Compressed Perturb-seq: highly efficient screens for regulatory circuits using random composite perturbations

Pooled CRISPR screens with single-cell RNA-seq readout (Perturb-seq) have emerged as a key technique in functional genomics, but are limited in scale by cost and combinatorial complexity. Here, we reimagine Perturb-seq's design through the lens of algorithms applied to random, low-dimensional observations. We present compressed Perturb-seq, in which we measure multiple perturbations per cell or multiple cells per droplet, and decompress these measurements by leveraging the sparse structure of regulatory circuits. Applying compressed Perturb-seq to 598 genes in the immune response to bacterial lipopolysaccharide, we achieve the same accuracy as conventional Perturb-seq at 4 to 20-fold reduced cost, with greater power to learn genetic interactions. We identify known and novel regulators of immune responses and uncover evolutionarily constrained genes with downstream targets enriched for immune disease heritability, including many missed by existing GWAS or trans-eQTL studies.
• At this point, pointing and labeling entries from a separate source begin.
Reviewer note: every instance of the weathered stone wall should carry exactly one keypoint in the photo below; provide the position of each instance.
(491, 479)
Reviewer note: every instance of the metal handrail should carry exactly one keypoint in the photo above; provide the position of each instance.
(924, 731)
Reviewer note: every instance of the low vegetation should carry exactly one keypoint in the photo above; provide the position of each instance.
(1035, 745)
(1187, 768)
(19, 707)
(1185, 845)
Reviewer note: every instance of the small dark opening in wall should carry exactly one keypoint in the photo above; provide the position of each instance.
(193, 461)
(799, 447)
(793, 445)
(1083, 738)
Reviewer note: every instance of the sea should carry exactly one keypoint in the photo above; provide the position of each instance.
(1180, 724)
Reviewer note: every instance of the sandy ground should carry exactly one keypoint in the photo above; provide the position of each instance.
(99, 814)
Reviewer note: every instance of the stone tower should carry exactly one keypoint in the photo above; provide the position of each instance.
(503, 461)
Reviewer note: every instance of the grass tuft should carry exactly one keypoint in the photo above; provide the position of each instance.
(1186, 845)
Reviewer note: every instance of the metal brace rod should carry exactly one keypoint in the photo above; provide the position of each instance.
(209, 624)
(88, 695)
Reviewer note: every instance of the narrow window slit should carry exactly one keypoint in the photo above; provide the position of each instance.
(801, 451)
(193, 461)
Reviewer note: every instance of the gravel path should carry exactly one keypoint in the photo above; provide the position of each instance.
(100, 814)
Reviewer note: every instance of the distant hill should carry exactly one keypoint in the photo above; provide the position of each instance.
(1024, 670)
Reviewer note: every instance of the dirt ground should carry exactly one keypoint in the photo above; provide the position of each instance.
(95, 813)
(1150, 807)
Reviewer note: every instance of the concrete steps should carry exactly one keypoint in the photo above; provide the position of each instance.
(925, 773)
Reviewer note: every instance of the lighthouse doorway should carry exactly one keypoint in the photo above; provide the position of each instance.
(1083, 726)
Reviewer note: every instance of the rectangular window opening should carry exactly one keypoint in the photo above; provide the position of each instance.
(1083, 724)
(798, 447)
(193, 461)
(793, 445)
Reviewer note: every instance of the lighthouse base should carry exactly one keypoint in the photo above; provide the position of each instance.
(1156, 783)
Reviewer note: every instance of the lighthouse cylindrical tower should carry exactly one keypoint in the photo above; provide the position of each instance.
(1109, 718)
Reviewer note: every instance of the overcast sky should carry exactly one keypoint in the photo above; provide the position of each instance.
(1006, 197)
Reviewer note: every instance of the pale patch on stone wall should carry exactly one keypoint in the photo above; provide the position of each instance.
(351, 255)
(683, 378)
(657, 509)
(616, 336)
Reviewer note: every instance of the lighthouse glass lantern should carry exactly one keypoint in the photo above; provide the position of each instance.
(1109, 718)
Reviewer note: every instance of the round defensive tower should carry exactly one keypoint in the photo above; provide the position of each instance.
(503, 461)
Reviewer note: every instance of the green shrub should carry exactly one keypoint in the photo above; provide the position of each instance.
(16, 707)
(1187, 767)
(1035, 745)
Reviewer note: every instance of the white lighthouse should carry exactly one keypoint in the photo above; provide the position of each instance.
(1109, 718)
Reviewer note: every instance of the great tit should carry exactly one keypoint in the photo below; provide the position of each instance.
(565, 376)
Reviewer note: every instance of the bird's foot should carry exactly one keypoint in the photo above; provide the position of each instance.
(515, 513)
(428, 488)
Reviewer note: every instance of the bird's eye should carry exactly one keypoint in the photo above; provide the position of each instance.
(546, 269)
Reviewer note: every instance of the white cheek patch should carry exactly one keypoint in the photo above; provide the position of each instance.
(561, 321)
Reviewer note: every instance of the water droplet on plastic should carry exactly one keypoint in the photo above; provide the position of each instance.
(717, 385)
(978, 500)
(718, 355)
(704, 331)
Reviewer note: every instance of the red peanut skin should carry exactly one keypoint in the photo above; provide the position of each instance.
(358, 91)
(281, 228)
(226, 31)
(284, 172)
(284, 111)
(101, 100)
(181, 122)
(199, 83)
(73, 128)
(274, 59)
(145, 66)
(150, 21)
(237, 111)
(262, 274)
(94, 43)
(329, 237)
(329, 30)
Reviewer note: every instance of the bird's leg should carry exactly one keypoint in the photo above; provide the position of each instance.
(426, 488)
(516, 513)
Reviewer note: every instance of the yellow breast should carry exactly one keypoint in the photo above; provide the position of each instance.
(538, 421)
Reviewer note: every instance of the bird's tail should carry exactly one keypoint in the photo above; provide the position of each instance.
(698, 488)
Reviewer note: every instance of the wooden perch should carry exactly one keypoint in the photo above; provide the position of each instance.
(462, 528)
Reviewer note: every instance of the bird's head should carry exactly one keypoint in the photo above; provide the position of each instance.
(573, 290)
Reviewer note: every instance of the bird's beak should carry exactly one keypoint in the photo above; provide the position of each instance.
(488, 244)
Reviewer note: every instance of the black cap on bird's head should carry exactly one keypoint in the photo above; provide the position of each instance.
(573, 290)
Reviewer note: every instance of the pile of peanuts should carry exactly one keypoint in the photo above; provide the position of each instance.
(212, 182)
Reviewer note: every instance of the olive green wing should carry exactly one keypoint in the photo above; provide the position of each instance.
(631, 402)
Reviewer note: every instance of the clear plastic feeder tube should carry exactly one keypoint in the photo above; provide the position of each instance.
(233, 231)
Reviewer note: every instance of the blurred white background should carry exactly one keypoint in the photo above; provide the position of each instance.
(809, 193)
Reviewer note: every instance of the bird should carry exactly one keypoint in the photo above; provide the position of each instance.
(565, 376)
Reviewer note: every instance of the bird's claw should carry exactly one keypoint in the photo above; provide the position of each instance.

Our framework enables new scales of interrogation for a foundational method in functional genomics. Overall design: scRNA-seq of THP-1 cells expressing Cas9 or dCas9-KRAB transduced with sgRNA libraries targeting 598 genes as well as non-targeting controls, using both the conventional Perturb-seq experimental protocol as well as our modifications for compressed Perturb-seq. Cells were treated with LPS for 3 hours before sequencing.